Hindsight. If only the Founders had had Mr. Bush's hind to behold, the latter would have provided the former with plentiful reason to modify Article II, Section 4, of the U.S. Constitution; to wit:
"The President, Vice President and all civil officers of the United States, shall be removed from office on impeachment for, and conviction of, treason, bribery, or other high crimes and misdemeanors, or for relentlessly brandishing illogic, or an absence of logic, or circular logic, before the exasperated body politic."
It goes without saying there are high crimes and misdemeanors aplenty to remove Mr. Bush on, but the "illogic" addendum to Section 4 would have been supremely convenient for simplicity's sake: his stupendous flare for insulting logic's good name is on public and daily display; no mystery about it abounds, hence no complex congressional investigations and all that accompanying fuss would be needed.
But, regrettably, they didn't have Mr. Bush's sorry example for which to make the proper provisions, so we're stuck with irremediable exasperation -- a torturous subjection to an endless storyline of official circulus in probando.
Specifically I speak of Iraq, of course, whose very existence in the 21st-century American Experience is synonymous with "illogic."
That enfeebled nation provoked and imperiled us not. So naturally we invaded it. The principal reason repeatedly insinuated by the administration was that Iraq had something to do with 19 lunatics on Sept. 11, 2001. This, the administration has also repeatedly denied.
At the time of our urgent invasion, the administration served up an assortment of other elaborate irrationalities as well -- all quite explicit: Iraq's certain possession of weapons of mass destruction, which was unproven; the failure of diplomatic efforts, which were never launched; the nobility of humanitarianism, which surely would kill thousands; the exportation of democracy, which was predictably hopeless.

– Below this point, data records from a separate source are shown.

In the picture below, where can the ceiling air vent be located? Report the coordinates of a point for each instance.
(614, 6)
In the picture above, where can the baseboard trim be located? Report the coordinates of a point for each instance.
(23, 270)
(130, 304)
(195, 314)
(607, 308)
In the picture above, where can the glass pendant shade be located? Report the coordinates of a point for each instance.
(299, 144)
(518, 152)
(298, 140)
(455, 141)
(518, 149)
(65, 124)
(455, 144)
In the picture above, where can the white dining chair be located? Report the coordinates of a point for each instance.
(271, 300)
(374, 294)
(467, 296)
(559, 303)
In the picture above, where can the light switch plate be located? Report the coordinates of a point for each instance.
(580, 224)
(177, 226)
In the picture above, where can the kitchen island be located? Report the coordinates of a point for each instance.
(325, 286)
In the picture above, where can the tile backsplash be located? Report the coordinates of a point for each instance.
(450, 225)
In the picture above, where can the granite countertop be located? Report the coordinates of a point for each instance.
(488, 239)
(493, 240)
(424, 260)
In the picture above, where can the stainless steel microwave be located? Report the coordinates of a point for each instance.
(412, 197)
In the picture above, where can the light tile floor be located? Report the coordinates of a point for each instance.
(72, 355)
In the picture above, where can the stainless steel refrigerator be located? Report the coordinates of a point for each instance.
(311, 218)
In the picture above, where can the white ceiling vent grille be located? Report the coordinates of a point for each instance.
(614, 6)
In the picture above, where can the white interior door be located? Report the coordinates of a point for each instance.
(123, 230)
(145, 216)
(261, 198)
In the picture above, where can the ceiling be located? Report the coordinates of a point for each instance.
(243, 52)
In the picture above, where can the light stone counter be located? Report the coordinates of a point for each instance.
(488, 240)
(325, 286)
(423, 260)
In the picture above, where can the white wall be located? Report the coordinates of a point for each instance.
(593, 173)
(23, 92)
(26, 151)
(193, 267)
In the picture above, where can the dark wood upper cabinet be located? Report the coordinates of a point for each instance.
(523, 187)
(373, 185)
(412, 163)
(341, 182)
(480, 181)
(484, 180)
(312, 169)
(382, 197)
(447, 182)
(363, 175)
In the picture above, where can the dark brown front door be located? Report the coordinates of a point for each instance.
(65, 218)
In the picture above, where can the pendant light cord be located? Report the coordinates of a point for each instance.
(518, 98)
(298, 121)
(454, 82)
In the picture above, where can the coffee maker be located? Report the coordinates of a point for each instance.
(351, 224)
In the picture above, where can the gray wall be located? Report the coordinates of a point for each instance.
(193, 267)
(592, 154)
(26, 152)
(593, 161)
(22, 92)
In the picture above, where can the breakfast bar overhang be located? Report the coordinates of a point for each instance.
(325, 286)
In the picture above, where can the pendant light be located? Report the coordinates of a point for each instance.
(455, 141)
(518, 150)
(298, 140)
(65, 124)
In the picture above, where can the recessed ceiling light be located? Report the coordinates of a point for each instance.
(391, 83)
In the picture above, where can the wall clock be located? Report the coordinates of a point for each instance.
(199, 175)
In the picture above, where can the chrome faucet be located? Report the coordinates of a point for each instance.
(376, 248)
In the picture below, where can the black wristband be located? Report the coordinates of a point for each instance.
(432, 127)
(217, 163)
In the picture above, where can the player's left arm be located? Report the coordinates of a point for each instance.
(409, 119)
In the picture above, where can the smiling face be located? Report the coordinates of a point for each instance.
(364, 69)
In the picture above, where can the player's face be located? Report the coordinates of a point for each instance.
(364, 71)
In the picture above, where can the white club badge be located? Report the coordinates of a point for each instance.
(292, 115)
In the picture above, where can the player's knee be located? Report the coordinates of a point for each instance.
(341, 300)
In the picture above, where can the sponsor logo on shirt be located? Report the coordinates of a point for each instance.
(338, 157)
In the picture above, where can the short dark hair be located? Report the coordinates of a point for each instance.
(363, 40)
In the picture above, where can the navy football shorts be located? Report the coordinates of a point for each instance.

But the subsequent urgency of resolving the post-invasion mess has since overshadowed the further urgency of uncovering all the illogicalities wrapped in duplicities that thrust so many Americans in harm's way to begin with, of whom more than 3600 have since died. So logical questions are stifled, and the demand for likely impeachable answers is postponed.
Still, in this post-invasion era, the administration's illogic of old has fathered the new: We remain over there because of al Qaeda in Iraq, which attacked us on 9/11, although it did not. And we shall stay there because we must eliminate al Qaeda in Iraq, which our presence created and now nourishes. Furthermore we must stay there because al Qaeda in Iraq is the chief troublemaker, which it isn't.
Frances Townsend, Bush's homeland security adviser, said Tuesday that we, the logically befuddled, are "assuming it's a zero-sum game, which is what I don't understand." She then demonstrated her conspicuously vacant understanding by saying, "The fact is, we were harassing them in Afghanistan, we're harassing them in Iraq.... And the answer is, every time you poke the hornet's nest, they are bound to come back and push back on you."
It would seem self-evident that in poking a hornet's nest to exterminate the hornet, the nest must first contain a hornet. Otherwise you only irritate the resident yellow jackets.
Yet it's further self-evident that such reasoning presumes a smattering of logic, which is as unknown to this administration as its coming imbecility was to the Founders.